由實驗證實，在單位時間內，使用波長可調變LED光學引擎養殖，其微藻生物質量是使用LED白光組的1.66倍。因此，波長可調變LED光學引擎能提供任意微藻的理想光譜，使微藻在單位時間內的生物質量將能大幅增加。

The thesis present a novel full wavelength modulation LED (FWM-LED) light engine to improve traditional photobioreactors(PBRs) of single wavelength.
The FWM-LED light engine consists of RGBW LED light sources, coupling lens, and optical fibers. The coupling lens is designed using symmetrical luminous intensity distribution curves, LIDC Mapping, which computing light distribution curve and light energy mapping. This LIDC mapping method can simplify our design into correspondent with the LIDC angles of light sources and target. It is for fiber coupling lens, which is increasing the efficiency of coupling between entrance of fiber and RGBW light sources. In general, temperature could affect alga’s growth either, so providing air condition system to helping heat-dissipating is needed. Therefore, this study design and fabricate the FWM-LED light engine in outdoors then light would pass throughout the coupling lens. The bendable fiber could guide the light into the PBRs providing luminance.

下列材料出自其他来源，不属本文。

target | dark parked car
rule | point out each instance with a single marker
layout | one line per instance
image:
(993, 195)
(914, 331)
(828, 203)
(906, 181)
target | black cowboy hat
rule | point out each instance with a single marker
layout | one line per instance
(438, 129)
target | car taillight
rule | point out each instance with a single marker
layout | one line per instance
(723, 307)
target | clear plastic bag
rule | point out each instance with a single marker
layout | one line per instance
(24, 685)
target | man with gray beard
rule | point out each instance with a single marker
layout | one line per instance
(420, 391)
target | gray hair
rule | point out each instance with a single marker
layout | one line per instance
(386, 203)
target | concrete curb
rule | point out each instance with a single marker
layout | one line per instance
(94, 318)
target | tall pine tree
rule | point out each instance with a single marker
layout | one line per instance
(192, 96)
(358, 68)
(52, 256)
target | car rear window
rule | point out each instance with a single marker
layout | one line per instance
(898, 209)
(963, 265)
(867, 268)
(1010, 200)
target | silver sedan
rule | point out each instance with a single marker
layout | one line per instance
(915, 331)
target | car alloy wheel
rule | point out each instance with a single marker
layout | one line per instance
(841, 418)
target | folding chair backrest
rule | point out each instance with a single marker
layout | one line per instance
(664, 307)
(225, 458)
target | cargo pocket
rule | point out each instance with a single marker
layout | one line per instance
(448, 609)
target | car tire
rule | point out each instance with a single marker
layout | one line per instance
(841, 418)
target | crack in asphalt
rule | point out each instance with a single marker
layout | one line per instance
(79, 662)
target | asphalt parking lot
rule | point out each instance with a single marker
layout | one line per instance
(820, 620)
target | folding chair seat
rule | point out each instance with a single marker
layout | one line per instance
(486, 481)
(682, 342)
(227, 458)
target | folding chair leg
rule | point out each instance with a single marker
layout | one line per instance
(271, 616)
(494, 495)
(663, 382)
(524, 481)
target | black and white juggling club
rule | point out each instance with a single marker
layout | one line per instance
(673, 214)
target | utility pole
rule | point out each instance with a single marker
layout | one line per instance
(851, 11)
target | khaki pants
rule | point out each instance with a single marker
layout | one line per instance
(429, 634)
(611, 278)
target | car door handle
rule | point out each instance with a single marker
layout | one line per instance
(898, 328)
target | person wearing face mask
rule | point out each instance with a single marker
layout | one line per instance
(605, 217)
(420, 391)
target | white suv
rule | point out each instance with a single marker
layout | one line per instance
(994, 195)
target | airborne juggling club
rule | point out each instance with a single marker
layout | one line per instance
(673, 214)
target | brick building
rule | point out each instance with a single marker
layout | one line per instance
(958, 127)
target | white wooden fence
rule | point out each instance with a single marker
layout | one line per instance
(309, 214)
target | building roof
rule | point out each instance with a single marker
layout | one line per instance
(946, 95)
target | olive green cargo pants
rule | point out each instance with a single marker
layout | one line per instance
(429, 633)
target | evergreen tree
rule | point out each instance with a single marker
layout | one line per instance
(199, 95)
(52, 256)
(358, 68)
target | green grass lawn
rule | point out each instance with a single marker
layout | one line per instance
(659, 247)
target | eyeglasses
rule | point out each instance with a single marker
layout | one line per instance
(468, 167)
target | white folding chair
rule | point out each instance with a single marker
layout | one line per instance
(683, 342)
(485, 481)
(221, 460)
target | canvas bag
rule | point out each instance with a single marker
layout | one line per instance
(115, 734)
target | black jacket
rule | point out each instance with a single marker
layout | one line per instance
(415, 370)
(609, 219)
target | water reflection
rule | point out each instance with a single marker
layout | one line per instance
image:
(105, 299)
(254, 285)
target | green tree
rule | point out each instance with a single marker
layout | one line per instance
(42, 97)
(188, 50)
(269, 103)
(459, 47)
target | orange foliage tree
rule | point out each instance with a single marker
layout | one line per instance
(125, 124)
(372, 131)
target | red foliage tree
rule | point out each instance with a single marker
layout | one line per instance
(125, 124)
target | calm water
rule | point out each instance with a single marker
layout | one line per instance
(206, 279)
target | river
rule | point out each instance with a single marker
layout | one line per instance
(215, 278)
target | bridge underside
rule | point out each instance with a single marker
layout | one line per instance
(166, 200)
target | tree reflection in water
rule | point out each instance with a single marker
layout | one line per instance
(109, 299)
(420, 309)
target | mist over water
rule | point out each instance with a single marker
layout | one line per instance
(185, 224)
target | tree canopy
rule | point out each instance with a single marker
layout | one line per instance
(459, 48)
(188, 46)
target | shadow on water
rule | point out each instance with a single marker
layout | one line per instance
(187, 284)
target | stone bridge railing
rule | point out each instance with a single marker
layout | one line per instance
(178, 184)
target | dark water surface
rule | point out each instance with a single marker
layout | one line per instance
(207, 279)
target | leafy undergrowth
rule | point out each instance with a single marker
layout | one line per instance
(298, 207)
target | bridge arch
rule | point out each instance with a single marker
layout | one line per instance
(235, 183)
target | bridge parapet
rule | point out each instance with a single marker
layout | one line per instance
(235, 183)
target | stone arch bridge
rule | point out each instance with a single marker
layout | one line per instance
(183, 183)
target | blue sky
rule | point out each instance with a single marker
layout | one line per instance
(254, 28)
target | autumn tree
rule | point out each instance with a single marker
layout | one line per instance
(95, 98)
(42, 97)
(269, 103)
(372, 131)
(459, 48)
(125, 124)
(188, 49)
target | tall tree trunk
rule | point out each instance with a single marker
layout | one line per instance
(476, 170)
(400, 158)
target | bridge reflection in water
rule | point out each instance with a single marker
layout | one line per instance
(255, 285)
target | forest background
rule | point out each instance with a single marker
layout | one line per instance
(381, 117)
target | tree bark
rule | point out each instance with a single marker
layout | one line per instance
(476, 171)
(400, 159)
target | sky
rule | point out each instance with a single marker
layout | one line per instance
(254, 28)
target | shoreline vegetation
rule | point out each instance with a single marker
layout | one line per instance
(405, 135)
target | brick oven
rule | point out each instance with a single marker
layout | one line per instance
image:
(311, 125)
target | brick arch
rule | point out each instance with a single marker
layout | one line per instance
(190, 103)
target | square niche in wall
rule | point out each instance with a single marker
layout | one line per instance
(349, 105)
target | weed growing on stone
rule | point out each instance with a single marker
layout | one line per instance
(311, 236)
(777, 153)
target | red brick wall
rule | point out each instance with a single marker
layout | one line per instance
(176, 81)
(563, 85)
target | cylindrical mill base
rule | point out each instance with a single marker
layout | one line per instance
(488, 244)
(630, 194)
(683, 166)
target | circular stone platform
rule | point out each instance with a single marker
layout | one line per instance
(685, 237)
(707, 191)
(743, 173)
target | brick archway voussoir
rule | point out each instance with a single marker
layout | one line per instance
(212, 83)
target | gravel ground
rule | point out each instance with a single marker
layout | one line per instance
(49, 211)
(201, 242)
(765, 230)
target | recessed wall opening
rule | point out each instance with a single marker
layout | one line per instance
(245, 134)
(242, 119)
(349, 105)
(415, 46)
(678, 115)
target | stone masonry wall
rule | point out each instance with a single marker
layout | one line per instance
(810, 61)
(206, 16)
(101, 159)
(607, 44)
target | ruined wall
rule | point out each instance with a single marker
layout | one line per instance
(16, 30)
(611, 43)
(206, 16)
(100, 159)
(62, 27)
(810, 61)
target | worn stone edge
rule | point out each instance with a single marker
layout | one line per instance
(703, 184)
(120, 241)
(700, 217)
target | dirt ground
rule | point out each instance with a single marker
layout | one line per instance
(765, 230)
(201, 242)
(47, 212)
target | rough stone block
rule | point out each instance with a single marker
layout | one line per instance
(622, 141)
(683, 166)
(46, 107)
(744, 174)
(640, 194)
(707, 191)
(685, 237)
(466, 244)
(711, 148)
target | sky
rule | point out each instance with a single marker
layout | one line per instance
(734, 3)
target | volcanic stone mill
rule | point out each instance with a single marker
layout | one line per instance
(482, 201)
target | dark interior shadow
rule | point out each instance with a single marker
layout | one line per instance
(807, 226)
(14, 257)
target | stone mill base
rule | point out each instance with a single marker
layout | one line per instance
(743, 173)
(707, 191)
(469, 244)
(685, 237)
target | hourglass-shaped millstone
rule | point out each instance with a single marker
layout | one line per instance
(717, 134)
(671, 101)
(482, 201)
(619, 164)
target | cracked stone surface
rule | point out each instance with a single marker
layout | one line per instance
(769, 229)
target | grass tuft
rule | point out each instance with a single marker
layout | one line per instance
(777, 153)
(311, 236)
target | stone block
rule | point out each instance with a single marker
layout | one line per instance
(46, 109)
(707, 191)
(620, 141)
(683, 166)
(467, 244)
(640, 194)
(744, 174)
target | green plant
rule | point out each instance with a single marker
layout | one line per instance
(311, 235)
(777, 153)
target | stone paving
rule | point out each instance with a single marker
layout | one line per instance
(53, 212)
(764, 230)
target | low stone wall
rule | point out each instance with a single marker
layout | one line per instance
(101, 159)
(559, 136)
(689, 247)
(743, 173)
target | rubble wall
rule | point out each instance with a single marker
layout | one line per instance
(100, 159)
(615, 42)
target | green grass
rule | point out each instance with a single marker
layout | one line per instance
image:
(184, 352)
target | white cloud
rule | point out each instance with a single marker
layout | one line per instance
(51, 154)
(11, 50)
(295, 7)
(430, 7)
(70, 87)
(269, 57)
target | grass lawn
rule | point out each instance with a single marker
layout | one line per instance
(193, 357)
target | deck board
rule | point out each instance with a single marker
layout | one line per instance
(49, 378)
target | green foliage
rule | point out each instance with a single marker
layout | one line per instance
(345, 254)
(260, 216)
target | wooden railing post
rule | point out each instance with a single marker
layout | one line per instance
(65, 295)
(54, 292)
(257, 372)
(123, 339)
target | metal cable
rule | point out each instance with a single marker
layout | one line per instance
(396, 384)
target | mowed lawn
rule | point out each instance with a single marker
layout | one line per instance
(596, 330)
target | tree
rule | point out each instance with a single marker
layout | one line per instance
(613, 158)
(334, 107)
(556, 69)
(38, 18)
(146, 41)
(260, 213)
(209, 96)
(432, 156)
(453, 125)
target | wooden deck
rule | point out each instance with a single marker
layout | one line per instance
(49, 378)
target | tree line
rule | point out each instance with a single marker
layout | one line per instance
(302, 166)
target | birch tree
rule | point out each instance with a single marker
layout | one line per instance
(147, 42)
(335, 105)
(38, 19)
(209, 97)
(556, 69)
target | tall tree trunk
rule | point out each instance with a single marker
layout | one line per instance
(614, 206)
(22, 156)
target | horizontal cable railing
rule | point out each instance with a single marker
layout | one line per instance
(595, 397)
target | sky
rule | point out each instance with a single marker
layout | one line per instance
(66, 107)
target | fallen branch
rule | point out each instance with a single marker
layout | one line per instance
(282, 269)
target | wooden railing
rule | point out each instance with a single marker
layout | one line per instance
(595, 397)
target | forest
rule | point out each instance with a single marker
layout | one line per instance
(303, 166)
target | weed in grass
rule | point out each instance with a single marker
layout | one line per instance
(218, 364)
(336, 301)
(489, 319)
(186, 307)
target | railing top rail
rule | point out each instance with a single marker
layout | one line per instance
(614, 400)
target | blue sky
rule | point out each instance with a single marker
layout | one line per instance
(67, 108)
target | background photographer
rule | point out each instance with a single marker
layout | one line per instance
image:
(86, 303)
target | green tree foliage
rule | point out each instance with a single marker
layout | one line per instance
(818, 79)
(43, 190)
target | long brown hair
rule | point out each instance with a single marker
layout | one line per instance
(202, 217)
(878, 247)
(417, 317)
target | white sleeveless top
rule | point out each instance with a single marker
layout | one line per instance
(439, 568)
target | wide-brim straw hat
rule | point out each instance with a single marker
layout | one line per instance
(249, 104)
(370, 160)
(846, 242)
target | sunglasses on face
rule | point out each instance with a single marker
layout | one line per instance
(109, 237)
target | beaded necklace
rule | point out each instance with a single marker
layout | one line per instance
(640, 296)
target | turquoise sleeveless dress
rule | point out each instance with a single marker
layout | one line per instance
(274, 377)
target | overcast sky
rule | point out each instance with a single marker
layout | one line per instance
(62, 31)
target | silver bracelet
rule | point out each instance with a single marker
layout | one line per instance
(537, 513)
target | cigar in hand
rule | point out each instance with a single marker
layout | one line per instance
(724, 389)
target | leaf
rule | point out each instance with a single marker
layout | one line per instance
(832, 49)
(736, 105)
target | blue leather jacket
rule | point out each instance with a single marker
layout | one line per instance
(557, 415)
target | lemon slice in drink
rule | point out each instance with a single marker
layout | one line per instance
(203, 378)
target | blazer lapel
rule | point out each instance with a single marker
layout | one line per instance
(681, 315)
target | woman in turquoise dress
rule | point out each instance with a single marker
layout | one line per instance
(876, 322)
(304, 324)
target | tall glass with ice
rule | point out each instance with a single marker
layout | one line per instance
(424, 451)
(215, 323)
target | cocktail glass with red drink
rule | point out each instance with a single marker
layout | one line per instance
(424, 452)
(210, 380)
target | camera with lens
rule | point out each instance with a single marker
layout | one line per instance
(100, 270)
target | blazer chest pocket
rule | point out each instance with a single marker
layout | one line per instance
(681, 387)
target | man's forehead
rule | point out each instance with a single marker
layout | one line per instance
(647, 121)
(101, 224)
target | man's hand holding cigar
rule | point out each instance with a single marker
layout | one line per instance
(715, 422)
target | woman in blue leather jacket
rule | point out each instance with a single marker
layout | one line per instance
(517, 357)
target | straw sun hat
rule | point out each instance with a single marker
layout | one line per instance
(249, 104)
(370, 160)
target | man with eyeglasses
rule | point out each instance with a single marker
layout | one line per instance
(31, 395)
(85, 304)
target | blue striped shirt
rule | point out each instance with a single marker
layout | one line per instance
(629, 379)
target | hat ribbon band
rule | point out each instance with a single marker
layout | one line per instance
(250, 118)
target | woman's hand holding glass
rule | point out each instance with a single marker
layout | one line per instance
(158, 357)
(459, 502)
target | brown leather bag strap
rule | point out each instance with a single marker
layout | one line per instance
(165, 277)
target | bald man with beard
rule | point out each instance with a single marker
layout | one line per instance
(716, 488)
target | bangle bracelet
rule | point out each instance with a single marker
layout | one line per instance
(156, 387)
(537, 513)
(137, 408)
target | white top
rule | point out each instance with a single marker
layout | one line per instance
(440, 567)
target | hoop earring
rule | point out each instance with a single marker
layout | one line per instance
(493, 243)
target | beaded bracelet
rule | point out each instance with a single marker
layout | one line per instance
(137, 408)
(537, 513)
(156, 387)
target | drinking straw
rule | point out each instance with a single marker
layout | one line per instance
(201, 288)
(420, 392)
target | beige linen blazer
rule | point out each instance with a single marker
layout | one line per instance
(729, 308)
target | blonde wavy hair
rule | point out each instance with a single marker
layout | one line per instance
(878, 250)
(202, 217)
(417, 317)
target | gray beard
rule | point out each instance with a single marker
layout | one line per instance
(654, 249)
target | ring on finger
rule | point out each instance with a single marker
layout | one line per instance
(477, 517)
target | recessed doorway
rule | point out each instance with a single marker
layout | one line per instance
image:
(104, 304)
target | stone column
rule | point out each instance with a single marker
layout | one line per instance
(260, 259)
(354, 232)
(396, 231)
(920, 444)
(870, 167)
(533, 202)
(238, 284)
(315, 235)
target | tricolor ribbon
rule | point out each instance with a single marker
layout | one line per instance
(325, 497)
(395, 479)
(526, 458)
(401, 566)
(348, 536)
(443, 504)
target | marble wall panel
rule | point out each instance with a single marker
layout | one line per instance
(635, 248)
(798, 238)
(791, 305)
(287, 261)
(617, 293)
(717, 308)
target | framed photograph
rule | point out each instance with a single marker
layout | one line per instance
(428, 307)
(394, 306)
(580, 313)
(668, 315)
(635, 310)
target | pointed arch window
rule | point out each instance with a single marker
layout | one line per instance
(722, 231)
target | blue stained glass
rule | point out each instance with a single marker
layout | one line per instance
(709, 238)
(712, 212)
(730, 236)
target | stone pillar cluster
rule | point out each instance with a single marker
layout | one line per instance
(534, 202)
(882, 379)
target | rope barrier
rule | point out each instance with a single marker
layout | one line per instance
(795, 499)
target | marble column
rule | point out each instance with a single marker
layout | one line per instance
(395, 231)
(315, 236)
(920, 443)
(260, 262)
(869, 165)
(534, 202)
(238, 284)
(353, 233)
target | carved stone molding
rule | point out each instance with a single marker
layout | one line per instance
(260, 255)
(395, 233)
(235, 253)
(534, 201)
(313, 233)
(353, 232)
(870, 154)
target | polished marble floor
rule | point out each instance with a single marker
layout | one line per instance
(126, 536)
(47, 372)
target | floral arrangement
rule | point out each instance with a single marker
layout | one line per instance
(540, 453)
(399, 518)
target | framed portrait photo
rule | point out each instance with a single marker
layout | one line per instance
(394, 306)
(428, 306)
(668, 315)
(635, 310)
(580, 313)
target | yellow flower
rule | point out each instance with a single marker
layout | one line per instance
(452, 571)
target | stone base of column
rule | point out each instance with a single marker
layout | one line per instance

Experimentally observed the biomass of case using FWM-LED light engine are 166% higher than the case only providing white light. Therefore, the FWM-LED light engine can provide spectrums near to the ideal for microalgae to enhance the biomass increasing remarkably in a unit period cultivation.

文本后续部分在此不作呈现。